Her voice is more of a squeak than she would like. “My claims?”
“That you are Grand Duchess Anastasia.”
She clears her throat. Grips the handle of her purse. “Why?”
“Because it matters.” The expression on his face is one of assurance, friendliness, even, yet there is nothing in his eyes. Nothing whatsoever. They are a blank sheet of glass, and Anna has the disturbing sense that his true feelings on the subject will not reach the surface. “As you know, the world is precarious at the moment, and your claims, if true, could alter the course of history.”
“If…true? Am I to assume that you do not believe me?”
A smile, filled with teeth, but it too sits on top of his face, not reaching his eyes. The expression is so out of place, so unnatural, it’s as though she’s found it on the floor, or hanging on the wall.
“On the contrary,” he says. “We have come to the indisputable conclusion that you are, in fact, Anastasia.”
This is a good thing. This should be a good thing. Yet a holy terror begins to rise in her chest, to fill her with dread. “I am glad you believe me. So few people do.”
“I don’t just believe you. I support you. And it is my sincere desire that you will support me as well.”
So he’s getting to the point, finally. “In what way?”
The Führer leaves his perch on the edge of his desk and goes to sit behind it. “My agents have concluded that your family was betrayed by the British government during the revolution of 1917. Disloyalty sickens me. England will pay for what they did to you.”

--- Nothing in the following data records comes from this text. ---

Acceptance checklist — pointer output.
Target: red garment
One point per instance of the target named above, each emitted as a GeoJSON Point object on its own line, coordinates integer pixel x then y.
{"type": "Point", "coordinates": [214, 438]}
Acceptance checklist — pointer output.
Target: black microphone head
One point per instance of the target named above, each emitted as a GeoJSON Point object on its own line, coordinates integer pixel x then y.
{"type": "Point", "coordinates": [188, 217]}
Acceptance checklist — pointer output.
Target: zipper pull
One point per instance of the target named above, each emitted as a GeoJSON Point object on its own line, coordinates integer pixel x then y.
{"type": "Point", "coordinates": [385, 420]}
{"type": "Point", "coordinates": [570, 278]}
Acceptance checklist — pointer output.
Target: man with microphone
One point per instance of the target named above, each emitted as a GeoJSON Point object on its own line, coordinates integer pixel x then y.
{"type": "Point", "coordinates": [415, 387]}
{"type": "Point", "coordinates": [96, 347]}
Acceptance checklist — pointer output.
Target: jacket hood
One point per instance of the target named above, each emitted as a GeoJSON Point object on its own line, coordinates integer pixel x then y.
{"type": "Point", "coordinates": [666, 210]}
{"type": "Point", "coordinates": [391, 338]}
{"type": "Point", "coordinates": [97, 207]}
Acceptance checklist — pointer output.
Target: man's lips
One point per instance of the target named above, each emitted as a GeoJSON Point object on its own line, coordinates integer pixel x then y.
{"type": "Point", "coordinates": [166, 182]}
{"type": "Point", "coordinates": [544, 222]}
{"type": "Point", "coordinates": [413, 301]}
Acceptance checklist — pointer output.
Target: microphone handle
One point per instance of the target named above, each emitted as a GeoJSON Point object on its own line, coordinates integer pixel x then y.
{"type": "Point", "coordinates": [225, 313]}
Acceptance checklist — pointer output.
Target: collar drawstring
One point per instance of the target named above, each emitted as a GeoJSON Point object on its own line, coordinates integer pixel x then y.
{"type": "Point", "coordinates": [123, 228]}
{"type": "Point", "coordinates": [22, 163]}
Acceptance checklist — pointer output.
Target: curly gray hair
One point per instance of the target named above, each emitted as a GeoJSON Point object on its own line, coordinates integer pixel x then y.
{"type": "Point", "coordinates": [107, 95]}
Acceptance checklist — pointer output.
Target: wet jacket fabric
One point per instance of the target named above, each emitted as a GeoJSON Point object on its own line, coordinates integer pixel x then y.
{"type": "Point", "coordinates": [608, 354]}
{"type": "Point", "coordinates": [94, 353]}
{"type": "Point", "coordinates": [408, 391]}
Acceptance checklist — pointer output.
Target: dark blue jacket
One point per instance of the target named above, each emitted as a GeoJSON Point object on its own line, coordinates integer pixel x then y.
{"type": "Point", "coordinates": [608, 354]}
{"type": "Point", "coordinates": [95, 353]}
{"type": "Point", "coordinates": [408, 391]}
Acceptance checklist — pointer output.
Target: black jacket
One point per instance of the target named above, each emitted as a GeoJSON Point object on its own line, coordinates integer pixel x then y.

Only the two of them sit in this office, but it does not stop that frenzied, hypnotic tone to his voice, as though he’s speaking to a crowd. She hears it often enough on the radio. It is spun up with electricity now, and Anna has to force herself to sit still and listen instead of cringing and turning away. The air almost crackles with his zeal, and she fears any movement on her part will bring a static charge.
He continues, “And when I am finished with Britain, I will move to the Soviet Union. I will annihilate the men who murdered your family.”